Quando Brian se acostumou com a imagem do ambiente, delineada pela luz de abajur, reparou na agitação frenética dos lençóis até entender que a mulher não estava sozinha. Deus quis que aquilo no espelho não tivesse som, agradeceu por não ter que ouvir os gritos extasiados de Veronica nem o ranger da cama. O homem foi primeiro, arqueando as costas, onde as unhas de Veronica se enterravam. Ela foi logo depois, uma de suas longas pernas esticou-se para fora dos lençóis. O homem levantou-se, passando nu em frente aos olhos incrédulos de Brian, já retirando a camisinha, em direção ao banheiro. Quando ele abriu a porta, um jato de luz banhou a cama, onde Veronica se espreguiçava languidamente, como sempre fazia quando estavam juntos. Fez o mesmo movimento atlético de erguer o quadril e rapidamente subir vestindo a calcinha, que estava pendurada em sua canela esquerda. Enrolou-se nos lençóis, escondendo os mamilos ainda bastante duros. O falso pudor de se cobrir após o sexo. O mesmo olhar de satisfação.

"Mas ela me disse que não havia outra pessoa..."

Seu ódio quase sumiu quando ela olhou diretamente para o espelho. Será que poderia vê-lo, enxergá-lo do outro lado, assim como ele podia? A expressão vaga e o risinho bobo nos lábios dela diziam que não. Óbvio, Veronica não sabia o modo correto de olhar. Não tinha força de vontade. Era covarde. Estúpida.

"Será que se olharmos fundo nesse espelho veremos nossa própria morte?" - ele imaginou Veronica perguntando de novo.

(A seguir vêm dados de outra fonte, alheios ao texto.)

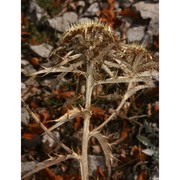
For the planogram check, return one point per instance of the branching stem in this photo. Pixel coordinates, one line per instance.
(87, 116)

No quarto, o homem voltava animado do banheiro. Ela escorregou da cama, os olhos brilhando de excitação enquanto se ajoelhava, o jeito reverente como ela segurava o pau do homem, analisando, antes de engolir quase por inteiro. A saliva abundante que ela empregava na tarefa, o punho firme e decidido com que o masturbava. Apostava que ela estava gemendo baixinho nesse momento, beliscando o próprio mamilo em busca do tesão para continuar mamando. Não era o esporte favorito dela. Não. Veronica gostava mesmo era de foder; penetração pura e simplesmente. Como a cadela que realmente era. Enraivecido, Brian continuou olhando, cada rebolada dela, cada investida do homem pra dentro daquelas carnes molhadas, cada mudança de posição dos dois... cada segundo daquela fria e maldita noite de temporal.

Brian caiu no sono horas depois dos amantes dormirem. Quis ter certeza de que não recomeçariam. Sonhou com a noite em que gravou "Wherever You Will Go" para ela, e que depois cantaram juntos num karaokê, praticamente afogados em sakê, bebida traiçoeira que você vai consumindo sem perceber que está ficando bêbado. Os dois discutiram se a melhor versão era a do "The Sign", ou se a regravação da banda "The Calling" era superior. Descobriu que mesmo um sonho pode machucar, pois ouvia Veronica claramente cantando:

"Se eu pudesse, então eu iria

Eu iria onde quer que você fosse

Bem lá no alto ou lá embaixo

Eu iria onde quer que você fosse

E talvez, eu descobrirei

Um jeito de fazer isso voltar algum dia

Para te assistir, para te guiar

através da escuridão de seus dias

Se uma grande onda caísse e caísse sobre todos nós

Então eu espero que haja alguém lá fora

Que pode me levar de volta a você"

Nessa última frase, Brian pulou da cama, acordando no ato. O espelho, seu único companheiro agora, estava coberto com o linho branco de sua falecida tia-avó.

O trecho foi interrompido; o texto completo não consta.